Los censores del gobierno chino están tratando de prevenir la diseminación de mensajes y rumores críticos en la internet a una audiencia más amplia, emitiendo nuevas órdenes que prohiben que los medios noticiosos reporten información de la internet antes de verificarla.

Las regulaciones, fechadas el mes pasado y colocadas el viernes en un portal oficial en la internet, constituyen el intento más reciente del gobierno de retomar el control de la información, que se ha relajado a medida en que la gente emplea sitios de contactos sociales para intercambiar noticias, evadiendo la censura tradicional.

Las normas prohiben que los reporteros y medios reporten cualquier información tomada de la internet sin verificarla de primera mano. Los violadores tendrán prohibido trabajar en la prensa por cinco años, e infracciones más graves pudieran llevar a cargos criminales.

Un regulador dijo que las normas son necesarias para restaurar el prestigio del gobierno y la credibilidad de la prensa luego de una serie de reportes "basados en información falsa", término a menudo empleado por el gobierno para referirse a información que preferiría suprimir.

"Los reportes no verificados están en aumento, y hasta cierto punto eso ha minado la imagen del gobierno, obstaculizado el orden de información, reducido la credibilidad de la prensa y causado una fuerte respuesta social", dijo la Administración General de Prensa y Publicaciones, la agencia que regula la prensa escrita, en su portal en la internet.

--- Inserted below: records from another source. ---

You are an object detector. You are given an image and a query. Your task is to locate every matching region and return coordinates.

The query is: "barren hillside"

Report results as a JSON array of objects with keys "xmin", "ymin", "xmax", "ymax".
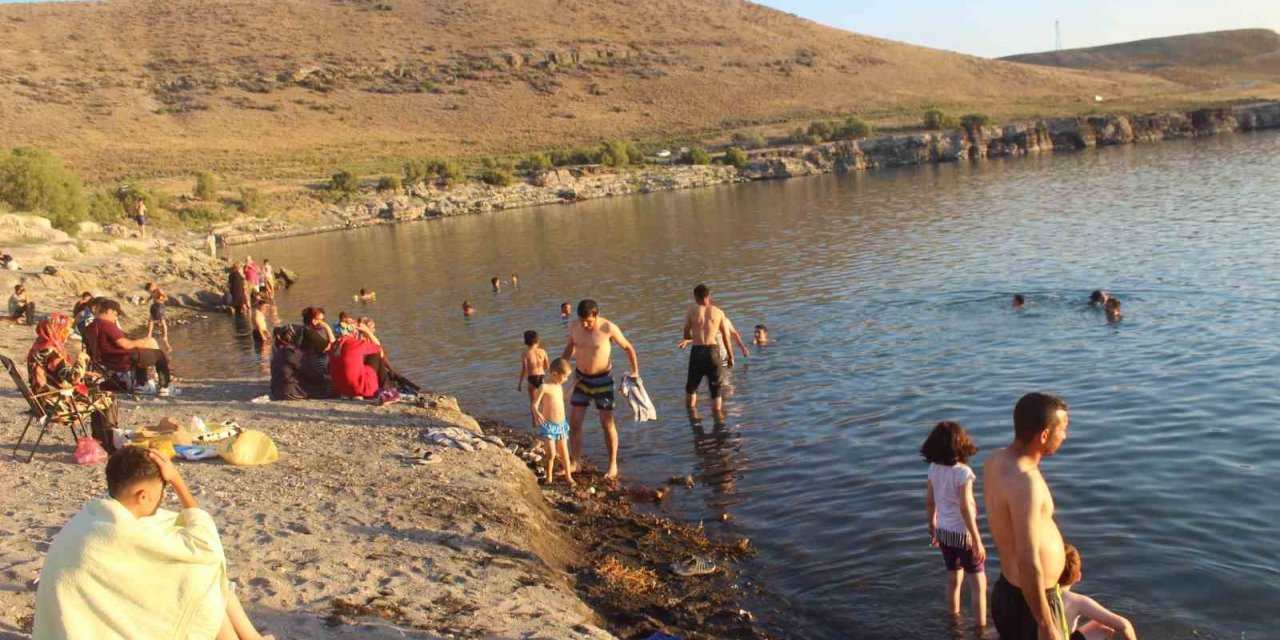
[
  {"xmin": 1004, "ymin": 29, "xmax": 1280, "ymax": 87},
  {"xmin": 0, "ymin": 0, "xmax": 1244, "ymax": 178}
]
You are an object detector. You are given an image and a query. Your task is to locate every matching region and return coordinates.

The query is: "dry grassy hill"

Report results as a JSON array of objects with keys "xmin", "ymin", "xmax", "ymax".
[
  {"xmin": 0, "ymin": 0, "xmax": 1259, "ymax": 179},
  {"xmin": 1002, "ymin": 29, "xmax": 1280, "ymax": 88}
]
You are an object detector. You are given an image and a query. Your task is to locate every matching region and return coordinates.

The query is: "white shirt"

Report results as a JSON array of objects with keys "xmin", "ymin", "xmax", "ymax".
[{"xmin": 929, "ymin": 462, "xmax": 977, "ymax": 547}]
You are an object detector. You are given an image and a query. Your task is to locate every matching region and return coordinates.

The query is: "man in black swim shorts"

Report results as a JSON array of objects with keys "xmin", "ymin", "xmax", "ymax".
[{"xmin": 680, "ymin": 284, "xmax": 733, "ymax": 420}]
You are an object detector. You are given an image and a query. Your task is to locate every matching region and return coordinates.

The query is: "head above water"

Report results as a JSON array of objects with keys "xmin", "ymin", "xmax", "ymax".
[
  {"xmin": 1014, "ymin": 392, "xmax": 1070, "ymax": 456},
  {"xmin": 106, "ymin": 447, "xmax": 164, "ymax": 517},
  {"xmin": 1057, "ymin": 544, "xmax": 1084, "ymax": 586},
  {"xmin": 920, "ymin": 420, "xmax": 978, "ymax": 467}
]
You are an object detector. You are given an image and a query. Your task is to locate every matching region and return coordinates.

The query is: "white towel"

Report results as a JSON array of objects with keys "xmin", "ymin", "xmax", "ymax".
[{"xmin": 618, "ymin": 375, "xmax": 658, "ymax": 422}]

Por una parte, las reglas confrontan un asunto que los medios de información y los gobiernos en todo el mundo enfrentan en la era de la internet: Cómo asegurar la fiabilidad de información, fotos y video cuando las personas comunes, no solo profesionales, pueden generarlos y hacerlos circular libremente en el ciberespacio.

Muchas de las reglas detallan lo que son procedimientos normales de la prensa en otras sociedades.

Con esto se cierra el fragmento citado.